Sicherlich gab es Hinrichtungen Ad Bestias (also durch Zerfleischung durch wilde Tiere) und ebenso sind etwa die Berichte über die „Venationes“, also die Tierhetzen im Römischen Reich, die in den Arenen als Vorspiel von Gladitorenkämpfen oder auch in grösserem Stil als eigener Attraktionspunkt der Spiele stattfanden, korrekt und keinesfalls übertrieben. Wenn wir lesen, wie etwa zur Einweihungsfeier des Kolosseums 5000 Tiere durch Kaiser Titus für das Spektakel durch die Arena gehetzt wurden, mag das in der Tat heute schockieren – und dies war verglichen mit der Tierhatz durch Kaiser Trajan, der 11.000 Tiere in einer blutigen Schau präsentierte, die seinen Sieg über die Daker feiern sollte, quasi noch eine zurückhaltende Veranstaltung.

Trotzdem darf man nicht verdrängen, dass es solche Spiele heute immer noch gibt, angefangen von illegalen Hahnen- und Hundekämpfen, bis hin zu den Stierhetzen oder Stiertötungen in den spanischen, portugiesischen und französischen Arenen (wobei die Tiere dort auch noch mit Medikamenten vor dem Kampf betäubt und die Hörner abgeschliffen werden, damit der ‚mutige‘ Torero auch eine Chance hat).
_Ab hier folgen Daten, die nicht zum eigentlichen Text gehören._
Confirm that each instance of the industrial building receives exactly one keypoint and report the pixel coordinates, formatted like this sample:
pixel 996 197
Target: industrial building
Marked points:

Was uns heute also in dieser Hinsicht von den alten Römern unterscheidet, scheint eher ein quantitativer Unterschied denn ein qualitativer zu sein. Die Masse hat damals wie heute nach möglichst aufregender und gerne auch blutiger Bespaßung gerufen, heute wird das durch Tierschutzvereinbarungen vielleicht etwas eingeschränkt, aber generell besteht wenig Grund, sich über die alte Zeit erhaben zu fühlen, was den Umgang des Menschen mit Tieren angeht. Industrielle Massentierhaltung mit teils unerträglichen Quälereien, Delphinabschlachtungen in Japan, Walschlachtfeste auf den Faröer-Inseln, wo die Menschen in einem See aus Blut waten, brutales Erschlagen von Robbenbabies in Kanada, Abzapfen von Gallenflüssigkeit bei eingepferchten Bären in China, Haien denen die Flosse bei lebendigem Leib abgeschnitten wird usw. – die Liste an Grausamkeiten, die in unserer Zeit an Tieren begangen wird, ist ellenlang…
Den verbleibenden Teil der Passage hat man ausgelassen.